Exactly of an organic compound containing nitrogen was digested according to Kjeldahl's method. The — Qualitative and Quantitative Analysis Chemistry Question
Question
Exactly $29.5 \text{ mg}$ of an organic compound containing nitrogen was digested according to Kjeldahl's method. The evolved ammonia was passed into $20 \text{ mL}$ of $0.1 \text{ M}$ $HCl$ solution. The unreacted excess acid required exactly $15 \text{ mL}$ of $0.1 \text{ M}$ $NaOH$ solution for complete neutralization.
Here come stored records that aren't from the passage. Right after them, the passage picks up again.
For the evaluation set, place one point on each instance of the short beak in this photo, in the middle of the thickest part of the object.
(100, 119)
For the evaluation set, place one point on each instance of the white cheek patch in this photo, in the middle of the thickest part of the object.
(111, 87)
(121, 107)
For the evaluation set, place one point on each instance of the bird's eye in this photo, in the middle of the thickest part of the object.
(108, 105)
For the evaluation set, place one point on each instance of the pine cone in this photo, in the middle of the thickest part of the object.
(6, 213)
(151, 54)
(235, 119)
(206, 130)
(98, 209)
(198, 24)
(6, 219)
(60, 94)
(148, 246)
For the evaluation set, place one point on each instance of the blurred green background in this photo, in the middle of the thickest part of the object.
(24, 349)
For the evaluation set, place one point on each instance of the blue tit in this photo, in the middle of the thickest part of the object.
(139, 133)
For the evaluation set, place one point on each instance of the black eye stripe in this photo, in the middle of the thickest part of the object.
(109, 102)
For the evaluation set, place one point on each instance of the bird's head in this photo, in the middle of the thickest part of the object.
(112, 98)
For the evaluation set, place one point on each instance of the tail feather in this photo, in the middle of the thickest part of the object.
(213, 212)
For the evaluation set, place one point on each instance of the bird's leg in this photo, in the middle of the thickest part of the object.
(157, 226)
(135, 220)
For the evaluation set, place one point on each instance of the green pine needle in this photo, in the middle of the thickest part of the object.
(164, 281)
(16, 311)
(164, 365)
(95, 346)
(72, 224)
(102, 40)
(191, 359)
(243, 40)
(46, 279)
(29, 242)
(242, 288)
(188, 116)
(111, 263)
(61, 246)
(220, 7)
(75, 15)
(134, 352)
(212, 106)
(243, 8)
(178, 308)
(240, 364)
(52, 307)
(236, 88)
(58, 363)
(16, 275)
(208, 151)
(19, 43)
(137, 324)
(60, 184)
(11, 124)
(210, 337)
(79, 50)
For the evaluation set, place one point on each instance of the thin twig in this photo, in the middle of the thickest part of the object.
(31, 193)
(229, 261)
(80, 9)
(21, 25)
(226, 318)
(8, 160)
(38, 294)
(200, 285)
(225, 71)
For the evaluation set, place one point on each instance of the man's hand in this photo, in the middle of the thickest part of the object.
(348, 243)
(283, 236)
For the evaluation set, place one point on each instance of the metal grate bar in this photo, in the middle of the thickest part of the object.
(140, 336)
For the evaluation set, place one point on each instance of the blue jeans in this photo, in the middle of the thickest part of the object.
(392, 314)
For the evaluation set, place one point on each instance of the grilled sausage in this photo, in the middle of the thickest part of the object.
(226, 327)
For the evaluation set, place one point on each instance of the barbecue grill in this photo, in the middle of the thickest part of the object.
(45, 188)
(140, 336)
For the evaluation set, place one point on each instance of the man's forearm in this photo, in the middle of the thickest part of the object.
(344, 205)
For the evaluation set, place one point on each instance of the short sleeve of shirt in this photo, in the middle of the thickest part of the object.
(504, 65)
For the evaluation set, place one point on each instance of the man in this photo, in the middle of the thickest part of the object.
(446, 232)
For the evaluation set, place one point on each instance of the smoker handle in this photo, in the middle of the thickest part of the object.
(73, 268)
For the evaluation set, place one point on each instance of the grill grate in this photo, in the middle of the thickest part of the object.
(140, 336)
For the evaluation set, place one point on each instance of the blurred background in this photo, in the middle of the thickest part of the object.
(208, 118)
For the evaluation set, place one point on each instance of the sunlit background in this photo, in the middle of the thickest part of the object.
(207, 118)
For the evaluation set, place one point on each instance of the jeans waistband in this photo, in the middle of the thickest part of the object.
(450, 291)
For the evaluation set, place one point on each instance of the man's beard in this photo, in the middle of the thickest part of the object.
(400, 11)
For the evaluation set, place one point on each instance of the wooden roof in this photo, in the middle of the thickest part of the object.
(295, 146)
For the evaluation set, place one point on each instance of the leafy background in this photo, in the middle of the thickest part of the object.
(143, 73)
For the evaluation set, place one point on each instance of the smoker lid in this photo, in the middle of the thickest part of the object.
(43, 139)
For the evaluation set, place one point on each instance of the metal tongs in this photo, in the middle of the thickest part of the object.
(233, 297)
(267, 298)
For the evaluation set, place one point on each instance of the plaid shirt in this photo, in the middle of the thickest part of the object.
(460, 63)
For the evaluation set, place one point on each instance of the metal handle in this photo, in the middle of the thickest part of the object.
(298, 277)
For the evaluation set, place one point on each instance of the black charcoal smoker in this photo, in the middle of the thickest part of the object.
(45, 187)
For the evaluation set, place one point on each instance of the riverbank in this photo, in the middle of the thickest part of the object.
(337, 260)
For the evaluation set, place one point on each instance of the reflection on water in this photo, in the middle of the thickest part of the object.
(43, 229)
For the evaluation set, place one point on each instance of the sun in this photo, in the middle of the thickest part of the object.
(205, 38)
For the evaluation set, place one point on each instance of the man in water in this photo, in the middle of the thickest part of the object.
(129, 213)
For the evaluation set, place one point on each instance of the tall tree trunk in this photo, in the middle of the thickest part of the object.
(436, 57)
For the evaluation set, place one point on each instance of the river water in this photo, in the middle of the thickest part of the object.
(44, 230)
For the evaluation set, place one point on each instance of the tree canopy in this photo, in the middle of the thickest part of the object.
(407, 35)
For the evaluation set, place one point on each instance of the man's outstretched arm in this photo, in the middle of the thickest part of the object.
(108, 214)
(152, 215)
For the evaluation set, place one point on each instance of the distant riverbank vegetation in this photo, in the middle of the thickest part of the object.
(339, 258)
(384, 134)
What is the precise percentage of nitrogen in the compound?
💡 Solution & Explanation
Milli-moles of $HCl$ initially taken = $20 \text{ mL} \times 0.1 \text{ M} = 2.0 \text{ mmol}$. Milli-moles of $NaOH$ used for back titration = $15 \text{ mL} \times 0.1 \text{ M} = 1.5 \text{ mmol}$. Therefore, milli-moles of $HCl$ neutralized by $NH_3 = 2.0 - 1.5 = 0.5 \text{ mmol}$. Since 1 mole of $NH_3$ neutralizes 1 mole of $HCl$, moles of $NH_3$ evolved = $0.5 \text{ mmol} = 0.5 \times 10^{-3} \text{ mol}$. Weight of Nitrogen = $0.5 \times 10^{-3} \times 14 = 7 \times 10^{-3} \text{ g} = 7 \text{ mg}$. Percentage of $N = (\frac{7 \text{ mg}}{29.5 \text{ mg}}) \times 100 \approx 23.7\%$.